The latest such delay followed a demand to end the process by Munyaradzi-Paul Mangwana, who represents Zanu PF in the Constitutional Parliamentary Select Committee (COPAC), which is drafting the fundamental document.

'The Zanu PF position (is) that the constitution we come up (with) should reflect the views of the people,' said Mangwana in an interview with dpa, adding that '75 per cent of the contents in the draft constitution were foreign.'

'The people said they do not want homosexuality but the drafters have included that. They said they want the death penalty to remain but the drafters were not including that,' Mangwana charged.

While Mugabe has said gays are 'worse than pigs and dogs,' Tsvangarai this year broke rank with the president on this issue and announced he wanted rights for homosexuals enshrined in the constitution.

When the MDC joined Zanu PF in a fragile coalition in 2008, after elections Tsvangirai said included violence against his supporters and rigging in favour of Mugabe, part of the deal was that Zimbabwe would have a new constitution before general elections are held.

'From the onset, we rightly pointed that this process will either be flawed or would take forever if left in the hands of politicians,' said Madock Chivasa, a spokesman for the National Constitutional Assembly (NCA), a coalition of civic organizations.

Chivasa would rather see civil society groups compose a text, using input from communities.

The last effort to hold a referendum on a constitution ended surprisingly in 2000, when a draft was rejected by voters, in what was seen as a blow to Mugabe. The NCA played a key role in garnering support for the 'no' vote.

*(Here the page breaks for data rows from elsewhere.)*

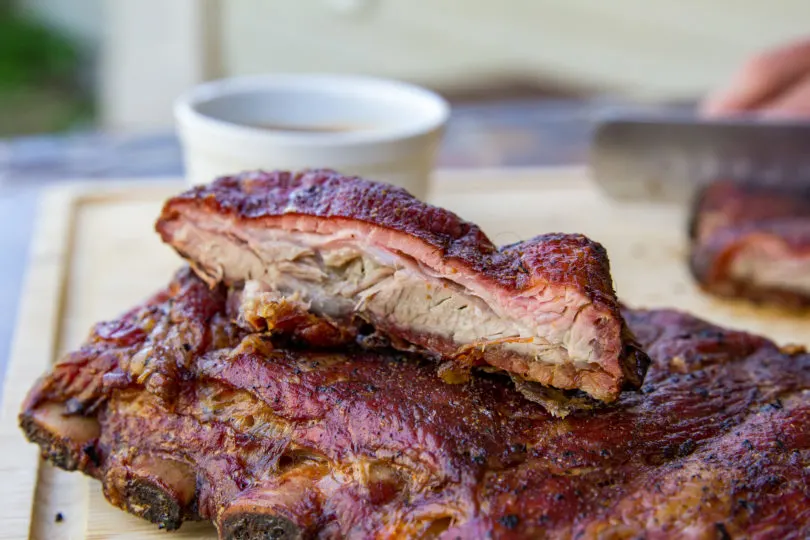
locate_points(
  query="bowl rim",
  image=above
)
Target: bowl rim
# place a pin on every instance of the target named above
(187, 115)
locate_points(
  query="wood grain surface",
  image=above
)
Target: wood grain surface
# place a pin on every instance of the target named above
(96, 255)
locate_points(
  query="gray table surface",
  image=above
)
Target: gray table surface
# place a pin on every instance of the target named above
(521, 133)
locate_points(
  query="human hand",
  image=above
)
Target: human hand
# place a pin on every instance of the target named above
(775, 83)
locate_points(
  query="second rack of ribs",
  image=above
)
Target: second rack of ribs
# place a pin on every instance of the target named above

Despite losing that vote, Mugabe went ahead with controversial land reforms, which saw white farmers' agriculture plots seized without compensation. The move was widely viewed as one of the causes of the country's stunning economic decline in recent years.

Mugabe and Tsvangirai will likely meet to talk about the latest impasse, but given the animosity between the two, no one is sure they can find a solution.

Meanwhile, Minister of Constitutional Affairs Eric Matinenga says he is at a loss to give a date for another referendum.

'When you have these impingements, it becomes anyone's guess,' Matinenga said, referring to the stoppage of the process.

Commenting on the latest halting, Charles Mangongera, a political analyst, said Zanu PF had no genuine reason to push ahead with the constitution making process.

'This is just part of Zanu PF's desperate attempt to derail the process in order to force an early election under the (current) constitution,' said Mangongera.

Despite the flawed process and ongoing repression against MDC activists, the party says it will not pull out of the ruling coalition. The MDC sees itself as the rightful winner of the 2008 elections and, therefore, belonging in government.

'We know the aim is for us to pull out of the government. We will not. We would have betrayed our people, (since) we are the ones that won the last credible election,' said Douglas Mwonzora, an MDC spokesman on constitutional issues.

'So, Zanu PF must try other tactics if it wants to frustrate us. We will fight through until we have what we want: A constitution that levels the electoral playing field and upholds people's rights,' Mwonzora said in an interview.

But, with Mugabe's health failing, and infighting in his Zanu PF becoming more public and obvious, time may not be on the side of patient waiting.